El tiempo nos teje la vida y el vértigo. Nos persigue, llega, se nos acerca, nos precipita, nos adelanta. Huye como un vulano en el aire. Todos lo conocemos. En su poder nos obliga al juego perdedor de combatirlo. De renunciar a la fuga y al vacío. Al sueño de no consumarlo y de no consumirnos. Hay quien aprende a compartimentar sus exigencias. A pactar prioridades, escondites y momentos en blanco.
Pero es difícil ser uno de esos malabaristas con un diávolo de arena al que darle la vuelta entre el aire y las manos. En el fondo ninguno nos libramos del deseo de mirarlo a los ojos. De abrir sus labios y besar al tiempo deteniéndole su tiempo. Nada tan necesario en su magia como dejarlo en suspenso para ser libres, anónimos y ser nosotros nuestro propio tiempo. Conozco la fórmula. Sé de un sitio en el que es posible burlarlo o transformarlo en amante.
Hay en cuatro ciudades un jardín de agua y de sombras. Con estrellas talladas en el vapor de la piedra y en el corazón de la madera. Donde flotar a salvo del estrés y de la velocidad a la que sacrificamos el bouquet de las pequeñas cosas. En su seno se anuda el agua a tu cuerpo como un susurro. Ritmo, pausa, silencio, aroma, una ruta en la que también desnuda se adentra la noche y en paz se tumba o se orilla.
En ese oasis del hamman hay manos que ofician con maestría un placentero viaje sobre el lecho líquido de la más agradable de las templanzas. Un goce que unos comparan con la evocación del útero al que regresan, otros como el equilibrismo de una levitación entre olas que se han dormido. Algunos lo perciben igual que una danza de seducción que teje su sábana en el agua.

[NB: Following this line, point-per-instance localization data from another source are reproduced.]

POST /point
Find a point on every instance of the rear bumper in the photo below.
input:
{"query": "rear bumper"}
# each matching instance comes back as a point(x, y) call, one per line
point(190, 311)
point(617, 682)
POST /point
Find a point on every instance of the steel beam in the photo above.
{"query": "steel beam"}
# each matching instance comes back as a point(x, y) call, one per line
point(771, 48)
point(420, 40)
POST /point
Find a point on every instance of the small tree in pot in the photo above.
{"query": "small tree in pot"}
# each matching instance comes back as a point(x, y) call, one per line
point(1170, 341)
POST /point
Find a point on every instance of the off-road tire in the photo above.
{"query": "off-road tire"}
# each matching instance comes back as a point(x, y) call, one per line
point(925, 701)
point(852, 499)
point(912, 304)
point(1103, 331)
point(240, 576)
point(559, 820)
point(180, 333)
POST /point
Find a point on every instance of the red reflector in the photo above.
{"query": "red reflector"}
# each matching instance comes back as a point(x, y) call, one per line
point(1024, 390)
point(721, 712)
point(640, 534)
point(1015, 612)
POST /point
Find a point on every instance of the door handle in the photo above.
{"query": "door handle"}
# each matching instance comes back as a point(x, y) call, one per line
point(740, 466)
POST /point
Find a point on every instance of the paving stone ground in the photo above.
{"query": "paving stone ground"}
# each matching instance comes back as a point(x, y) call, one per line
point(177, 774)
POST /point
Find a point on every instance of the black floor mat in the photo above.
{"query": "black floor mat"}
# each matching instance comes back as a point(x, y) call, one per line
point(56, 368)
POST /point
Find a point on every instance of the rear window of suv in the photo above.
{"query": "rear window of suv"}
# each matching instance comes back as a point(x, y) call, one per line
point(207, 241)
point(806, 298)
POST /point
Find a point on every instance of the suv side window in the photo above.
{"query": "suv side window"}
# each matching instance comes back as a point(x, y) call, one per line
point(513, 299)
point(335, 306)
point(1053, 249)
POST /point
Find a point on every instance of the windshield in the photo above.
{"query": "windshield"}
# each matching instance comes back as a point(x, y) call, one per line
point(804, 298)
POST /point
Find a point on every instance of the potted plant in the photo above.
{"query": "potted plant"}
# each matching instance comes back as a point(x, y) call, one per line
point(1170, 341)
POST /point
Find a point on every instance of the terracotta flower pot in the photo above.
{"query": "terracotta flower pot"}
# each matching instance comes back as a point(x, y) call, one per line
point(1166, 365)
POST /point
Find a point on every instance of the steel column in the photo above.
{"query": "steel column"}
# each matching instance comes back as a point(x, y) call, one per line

Cierra los ojos. O los entregas a la embriaguez de la penumbra que confunde las sombras y sus voces. Lo importante es ir soltándose de los hilos del tiempo. Sentir que su atadura se deshace en la seda de ese tacto meciéndote sensual y con decoro. Suave y en trazo, como si fueses una imagen delicada dibujándose en la página del agua.
A ciegas, en curva y en corto, rescatándote hacia dentro. Mientras unas yemas nombran Venus, Júpiter, la Luna, en las palmas de tus manos bocarriba y sin peso. Saturno en las muñecas cuyas líneas albergan la esencia olorosa de la elegancia. Ondas, rescoldos, murmullos y trance, en las líneas de la vida y del corazón. Los sentidos escuchándose a sí mismos. Sin prisas, sin interferencias ni espejismos. La mente no es un reloj de normas, de miedos, de puntos cardinales, de fracciones de cosas. Se convierte en una brújula que señala la felicidad interior de la que siempre nos olvidamos.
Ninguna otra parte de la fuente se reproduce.